Proposals based on the no-doubt vigorous lobbying of organisers need to be subjected to equally vigorous scrutiny from other parties.

For an example of how heavy-handed the New Zealand proposals are, take the presumption that the unauthorised use of "major event" emblems and names, or versions of them, will breach the new law. So, unauthorised use of the words "Rugby World Cup" (or "Rugby" or "World Cup") would be deemed a breach of the new legislation, and would invite some quite severe penalties. Whatever happened to being presumed innocent until proven guilty?

Interestingly, a similar provision proposed for the London Olympics was withdrawn as the result of public pressure.

We might well ask how far the Government is prepared to go in its bid to attract events, and whether anyone other than the sponsors is to be permitted to share benefits?

The proposed legislation goes much further than ensuring clean stadiums for key games. It's about delivering clean zones around venues and on major transport routes up to 5km away.

It's about not being able to wear or give away wrongly-branded clothing at events, run competitions giving away tickets, or host guests to events in an inappropriate way.

Even the sky is covered.
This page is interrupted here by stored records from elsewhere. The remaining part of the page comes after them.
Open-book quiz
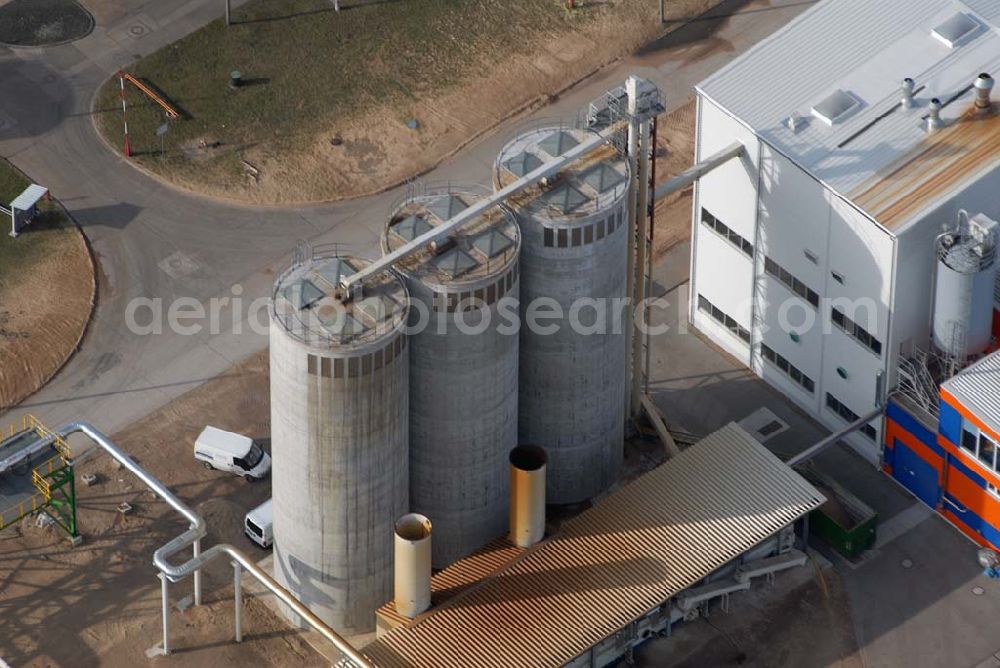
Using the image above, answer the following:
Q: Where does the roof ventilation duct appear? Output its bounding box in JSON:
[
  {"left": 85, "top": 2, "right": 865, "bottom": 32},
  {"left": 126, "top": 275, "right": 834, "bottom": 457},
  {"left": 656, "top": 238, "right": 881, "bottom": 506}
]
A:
[
  {"left": 900, "top": 77, "right": 915, "bottom": 109},
  {"left": 972, "top": 72, "right": 993, "bottom": 112},
  {"left": 927, "top": 97, "right": 944, "bottom": 132}
]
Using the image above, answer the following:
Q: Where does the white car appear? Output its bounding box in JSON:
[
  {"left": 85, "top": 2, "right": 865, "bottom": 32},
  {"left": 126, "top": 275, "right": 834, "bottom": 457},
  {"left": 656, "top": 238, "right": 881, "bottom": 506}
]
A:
[
  {"left": 243, "top": 499, "right": 274, "bottom": 547},
  {"left": 194, "top": 427, "right": 271, "bottom": 482}
]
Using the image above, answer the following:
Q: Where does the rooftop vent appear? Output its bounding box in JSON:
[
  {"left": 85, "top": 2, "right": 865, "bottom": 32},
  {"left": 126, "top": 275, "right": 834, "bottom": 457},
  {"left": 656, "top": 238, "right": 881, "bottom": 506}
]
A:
[
  {"left": 812, "top": 90, "right": 861, "bottom": 126},
  {"left": 427, "top": 195, "right": 469, "bottom": 221},
  {"left": 503, "top": 151, "right": 542, "bottom": 176},
  {"left": 931, "top": 12, "right": 979, "bottom": 49},
  {"left": 391, "top": 216, "right": 431, "bottom": 241},
  {"left": 538, "top": 130, "right": 580, "bottom": 158},
  {"left": 434, "top": 248, "right": 479, "bottom": 278}
]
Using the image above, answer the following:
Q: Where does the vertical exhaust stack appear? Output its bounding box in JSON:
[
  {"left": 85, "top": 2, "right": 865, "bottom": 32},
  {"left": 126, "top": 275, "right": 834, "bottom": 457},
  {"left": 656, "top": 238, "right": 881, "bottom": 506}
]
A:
[
  {"left": 927, "top": 97, "right": 944, "bottom": 132},
  {"left": 900, "top": 77, "right": 916, "bottom": 109},
  {"left": 394, "top": 513, "right": 431, "bottom": 619},
  {"left": 972, "top": 72, "right": 993, "bottom": 113},
  {"left": 510, "top": 445, "right": 547, "bottom": 547}
]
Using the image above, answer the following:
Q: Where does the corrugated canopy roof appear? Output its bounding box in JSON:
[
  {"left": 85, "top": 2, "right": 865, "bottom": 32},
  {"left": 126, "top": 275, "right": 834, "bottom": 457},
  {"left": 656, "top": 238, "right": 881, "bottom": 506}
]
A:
[
  {"left": 941, "top": 351, "right": 1000, "bottom": 436},
  {"left": 10, "top": 183, "right": 49, "bottom": 211},
  {"left": 698, "top": 0, "right": 1000, "bottom": 229},
  {"left": 362, "top": 424, "right": 825, "bottom": 668}
]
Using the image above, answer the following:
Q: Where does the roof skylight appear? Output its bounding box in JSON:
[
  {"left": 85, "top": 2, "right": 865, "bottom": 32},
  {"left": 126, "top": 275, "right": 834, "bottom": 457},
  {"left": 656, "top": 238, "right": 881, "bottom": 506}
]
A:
[
  {"left": 812, "top": 89, "right": 861, "bottom": 125},
  {"left": 931, "top": 12, "right": 979, "bottom": 49}
]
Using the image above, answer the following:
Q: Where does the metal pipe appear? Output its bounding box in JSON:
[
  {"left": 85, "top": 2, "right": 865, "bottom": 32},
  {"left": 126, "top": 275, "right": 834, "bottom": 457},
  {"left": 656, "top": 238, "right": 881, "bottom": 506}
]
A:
[
  {"left": 192, "top": 538, "right": 201, "bottom": 605},
  {"left": 927, "top": 97, "right": 944, "bottom": 132},
  {"left": 900, "top": 77, "right": 916, "bottom": 109},
  {"left": 624, "top": 74, "right": 641, "bottom": 423},
  {"left": 340, "top": 123, "right": 621, "bottom": 288},
  {"left": 34, "top": 422, "right": 375, "bottom": 668},
  {"left": 972, "top": 72, "right": 993, "bottom": 111},
  {"left": 785, "top": 406, "right": 883, "bottom": 466},
  {"left": 628, "top": 117, "right": 652, "bottom": 419},
  {"left": 233, "top": 561, "right": 243, "bottom": 642},
  {"left": 157, "top": 573, "right": 170, "bottom": 654},
  {"left": 653, "top": 142, "right": 746, "bottom": 199}
]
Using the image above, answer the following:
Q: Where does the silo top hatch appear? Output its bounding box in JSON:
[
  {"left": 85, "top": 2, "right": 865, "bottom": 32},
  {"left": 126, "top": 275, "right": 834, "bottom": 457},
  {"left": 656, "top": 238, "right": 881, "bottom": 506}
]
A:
[
  {"left": 382, "top": 190, "right": 521, "bottom": 289},
  {"left": 496, "top": 127, "right": 628, "bottom": 227},
  {"left": 271, "top": 254, "right": 409, "bottom": 352}
]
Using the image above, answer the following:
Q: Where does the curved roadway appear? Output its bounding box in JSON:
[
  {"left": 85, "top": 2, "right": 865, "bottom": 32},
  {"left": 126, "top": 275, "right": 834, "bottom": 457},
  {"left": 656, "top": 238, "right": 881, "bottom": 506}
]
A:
[{"left": 0, "top": 0, "right": 811, "bottom": 448}]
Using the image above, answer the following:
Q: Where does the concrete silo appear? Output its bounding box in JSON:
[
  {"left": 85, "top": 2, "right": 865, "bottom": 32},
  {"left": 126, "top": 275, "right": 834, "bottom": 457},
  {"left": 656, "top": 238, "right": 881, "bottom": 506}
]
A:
[
  {"left": 382, "top": 189, "right": 521, "bottom": 568},
  {"left": 933, "top": 212, "right": 998, "bottom": 359},
  {"left": 494, "top": 127, "right": 629, "bottom": 504},
  {"left": 270, "top": 253, "right": 409, "bottom": 635}
]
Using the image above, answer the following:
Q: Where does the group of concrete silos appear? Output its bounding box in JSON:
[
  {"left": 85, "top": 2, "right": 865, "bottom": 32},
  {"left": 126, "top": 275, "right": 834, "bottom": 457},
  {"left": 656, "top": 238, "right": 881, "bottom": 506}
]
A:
[{"left": 271, "top": 128, "right": 629, "bottom": 634}]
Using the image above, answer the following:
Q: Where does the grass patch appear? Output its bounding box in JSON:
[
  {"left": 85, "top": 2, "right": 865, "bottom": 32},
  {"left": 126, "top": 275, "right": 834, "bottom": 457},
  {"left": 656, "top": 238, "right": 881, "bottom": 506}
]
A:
[
  {"left": 0, "top": 0, "right": 94, "bottom": 46},
  {"left": 96, "top": 0, "right": 600, "bottom": 193},
  {"left": 0, "top": 159, "right": 76, "bottom": 295}
]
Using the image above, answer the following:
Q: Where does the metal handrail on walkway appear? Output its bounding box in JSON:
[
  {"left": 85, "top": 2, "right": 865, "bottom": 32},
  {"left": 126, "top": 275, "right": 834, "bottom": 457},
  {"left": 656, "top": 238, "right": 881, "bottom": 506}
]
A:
[{"left": 33, "top": 422, "right": 374, "bottom": 668}]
No wrongly branded blimps or cheeky sky-writing. No earth-bound signs within sightlines.

There are to be penalties for scalping tickets at more than face value, so devout rugby fans desperate for a ticket to the final could find themselves heavily fined, as well as missing the action. That's a situation normally covered by contract law - the fine print on the ticket.

The Government is also proposing part-time enforcement officers (plucked from where?), responsible for policing the new law.
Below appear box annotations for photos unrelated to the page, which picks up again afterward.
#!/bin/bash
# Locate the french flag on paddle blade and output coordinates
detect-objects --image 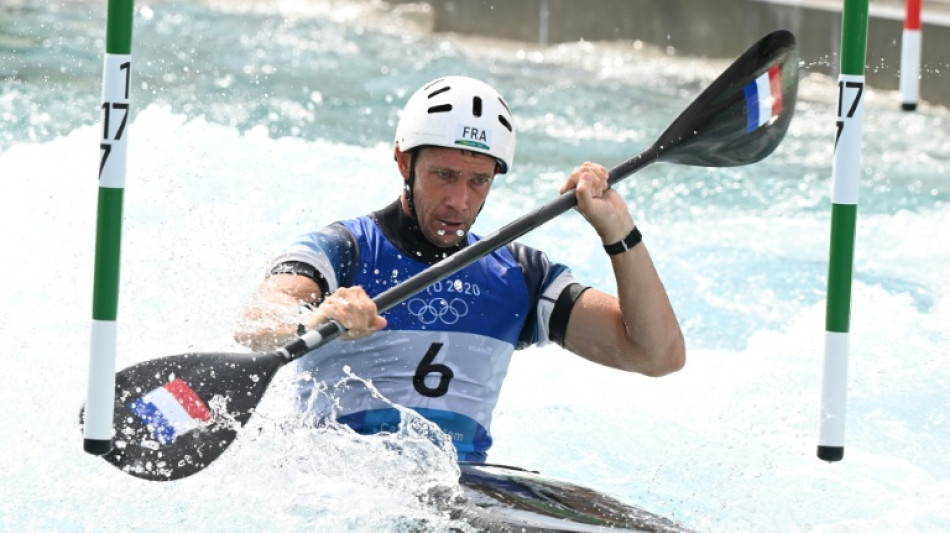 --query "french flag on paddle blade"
[129,378,211,444]
[745,65,782,133]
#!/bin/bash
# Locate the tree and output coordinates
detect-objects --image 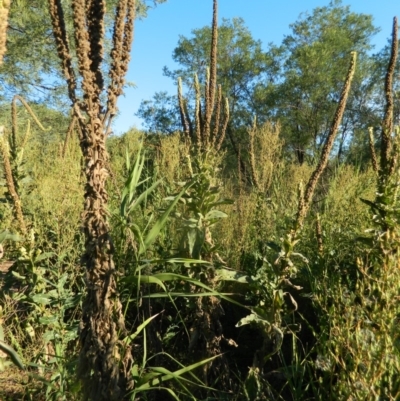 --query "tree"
[261,0,378,163]
[136,92,182,134]
[137,18,276,132]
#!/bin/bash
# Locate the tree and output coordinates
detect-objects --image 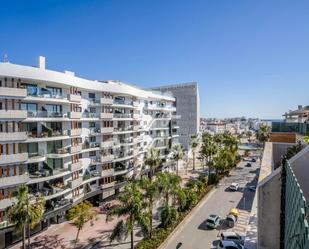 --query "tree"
[7,185,45,248]
[256,124,270,146]
[139,177,159,238]
[66,201,96,242]
[190,135,199,170]
[106,182,150,249]
[145,147,161,179]
[172,144,184,175]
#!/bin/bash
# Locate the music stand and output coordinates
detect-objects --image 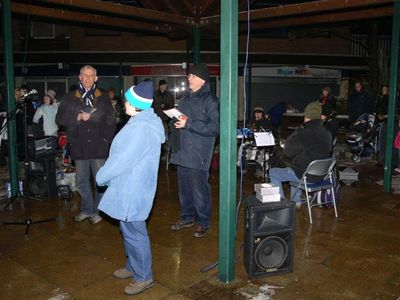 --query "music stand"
[2,94,55,235]
[254,131,275,182]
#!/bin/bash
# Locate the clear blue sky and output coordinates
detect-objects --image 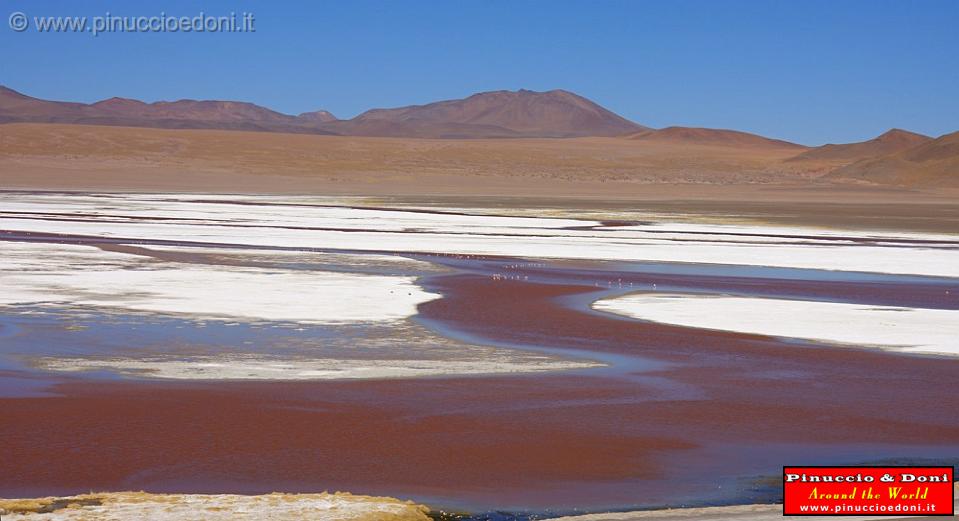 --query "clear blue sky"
[0,0,959,144]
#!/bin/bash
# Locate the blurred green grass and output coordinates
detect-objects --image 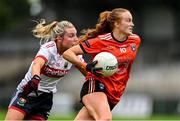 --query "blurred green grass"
[0,111,180,121]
The enforcement officers' powers include the ability to seize or cover up anything they believe is in breach, and they are expressly authorised to use reasonable force.
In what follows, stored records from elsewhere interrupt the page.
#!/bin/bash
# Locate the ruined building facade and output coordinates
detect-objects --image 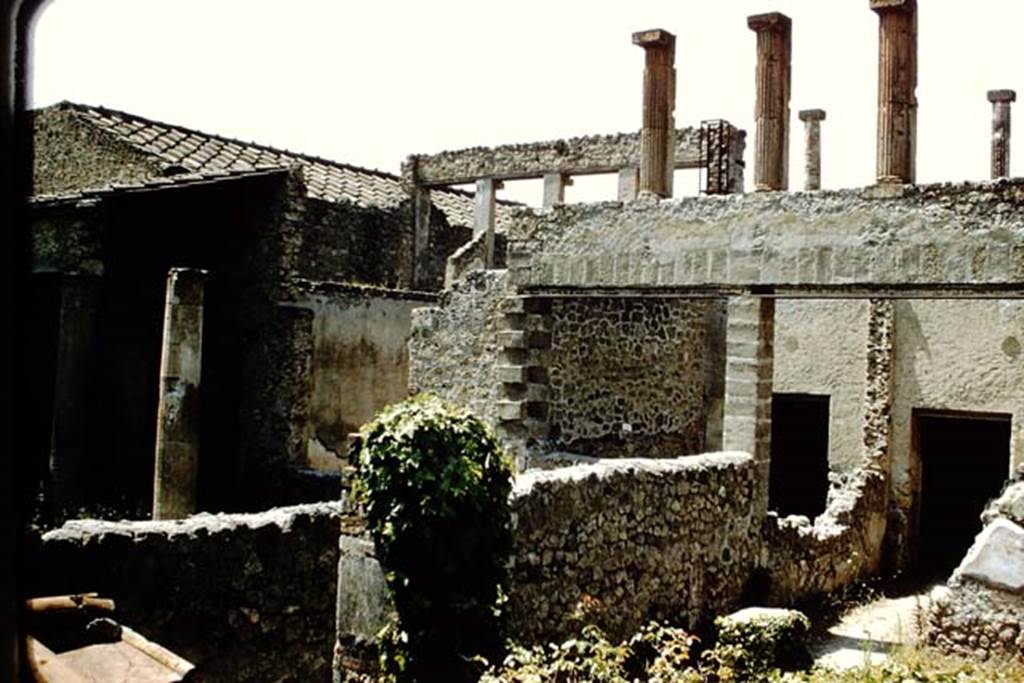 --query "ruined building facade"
[22,0,1024,676]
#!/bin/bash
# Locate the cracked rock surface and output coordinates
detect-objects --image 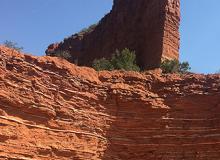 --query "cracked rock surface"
[0,46,220,160]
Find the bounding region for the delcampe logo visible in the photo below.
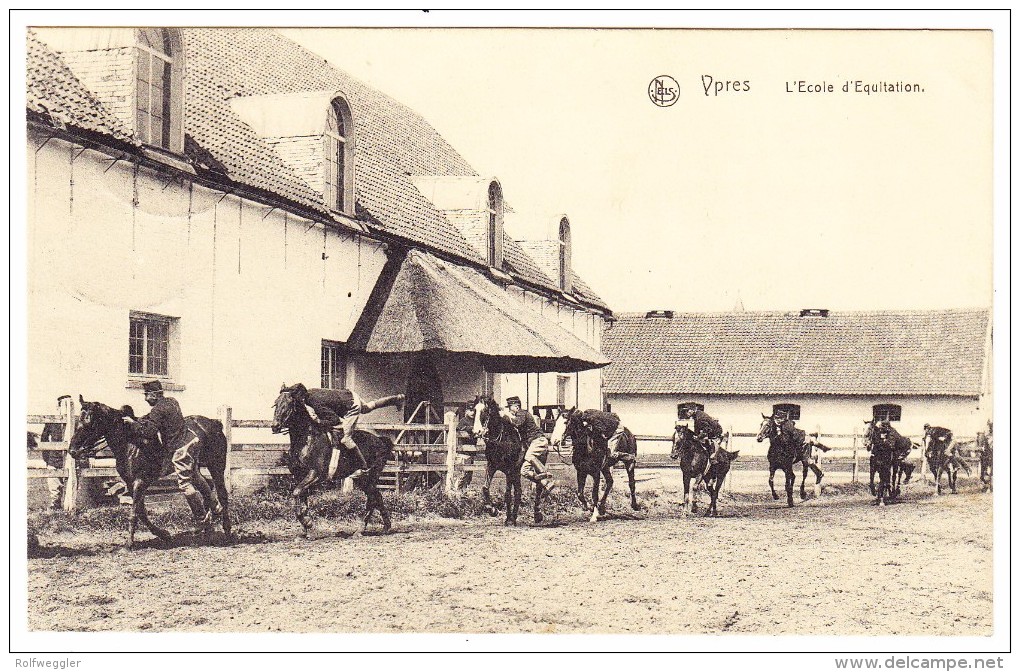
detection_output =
[648,74,680,107]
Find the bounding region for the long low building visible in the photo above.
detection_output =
[27,28,612,421]
[603,310,991,452]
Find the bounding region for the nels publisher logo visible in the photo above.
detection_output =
[648,74,680,107]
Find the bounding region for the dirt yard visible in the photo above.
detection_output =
[28,476,992,635]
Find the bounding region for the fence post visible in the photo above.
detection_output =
[814,424,825,497]
[850,428,859,483]
[60,397,82,513]
[219,404,234,493]
[444,411,458,498]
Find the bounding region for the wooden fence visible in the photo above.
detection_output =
[28,398,973,511]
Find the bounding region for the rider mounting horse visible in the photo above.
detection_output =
[669,424,740,516]
[469,396,522,525]
[271,383,403,537]
[758,413,829,507]
[550,408,640,523]
[67,395,231,549]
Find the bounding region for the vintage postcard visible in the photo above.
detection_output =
[10,7,1010,669]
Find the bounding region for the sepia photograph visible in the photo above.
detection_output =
[9,11,1011,669]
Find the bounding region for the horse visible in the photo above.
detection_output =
[550,408,641,523]
[270,383,401,538]
[471,396,526,525]
[67,395,231,549]
[669,425,740,516]
[975,431,992,493]
[758,413,829,507]
[924,427,970,495]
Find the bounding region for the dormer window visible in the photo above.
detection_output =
[559,217,572,292]
[135,28,184,153]
[487,180,503,268]
[330,97,354,215]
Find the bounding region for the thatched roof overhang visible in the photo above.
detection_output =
[349,250,610,373]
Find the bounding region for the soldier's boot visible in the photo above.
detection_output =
[340,436,368,478]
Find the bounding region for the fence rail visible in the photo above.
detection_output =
[28,405,973,510]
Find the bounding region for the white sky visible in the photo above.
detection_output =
[284,29,992,311]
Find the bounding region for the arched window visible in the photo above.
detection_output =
[322,97,354,215]
[486,180,503,268]
[772,404,801,420]
[559,217,572,292]
[135,28,184,152]
[871,404,903,422]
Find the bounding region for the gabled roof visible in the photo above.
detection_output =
[29,28,609,311]
[602,310,989,397]
[27,31,128,140]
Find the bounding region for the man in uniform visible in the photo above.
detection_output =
[680,406,722,464]
[922,422,970,476]
[124,380,219,531]
[500,397,556,493]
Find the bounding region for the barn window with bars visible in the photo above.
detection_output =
[128,313,173,377]
[871,404,903,422]
[321,341,347,390]
[772,404,801,420]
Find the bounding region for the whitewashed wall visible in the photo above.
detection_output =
[608,395,986,455]
[28,136,389,417]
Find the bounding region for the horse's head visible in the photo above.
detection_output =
[67,395,117,460]
[669,424,695,460]
[471,395,500,438]
[270,382,308,434]
[549,407,580,446]
[758,413,780,444]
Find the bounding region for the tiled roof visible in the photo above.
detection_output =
[27,31,128,140]
[602,310,989,396]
Is this what we want in New Zealand?

Here's an example of what is making big sponsors and the Government nervous. Lufthansa didn't sponsor the last Soccer World Cup, Emirates did. But Lufthansa put soccer balls on the noses of its aircraft, attracting world attention helping to fill its planes with fans. Is it appropriate for the law to prevent this sort of creativity?

Before getting carried away with "cup fever" and the potential economic spin-offs, it is worth noting that the Government is proposing that its new law applies whenever it designates something a "major event".

Care is needed in this area, as the explanatory note to the Bill cites the Under-17 Women's Football World Cup in 2008 as an example of a potential "major event", a further suggestion the thresholds for designation might be relatively low.

Such low thresholds are a concern, because the consequences of any breach are severe. Breaches will be criminal offences, punishable with hefty fines, and civil action can also be taken against offenders.

One of the questions the Australian review asks is whether the definitions of ambush/parallel marketing now in place include activities that many people view as legitimate marketing practices.

Sport might be our national passion, but is it necessary to cancel public rights and freedoms to the extent proposed, gifting sponsors a playing field tipped overwhelmingly in their favour?

It would be nice if our legislators looked to the experiences of Australia, Canada and Britain and took some heed of the solutions developed there and elsewhere. And even nicer if they were to get the right solution for New Zealand before, rather than after, the Rugby World Cup kicks off in 2011.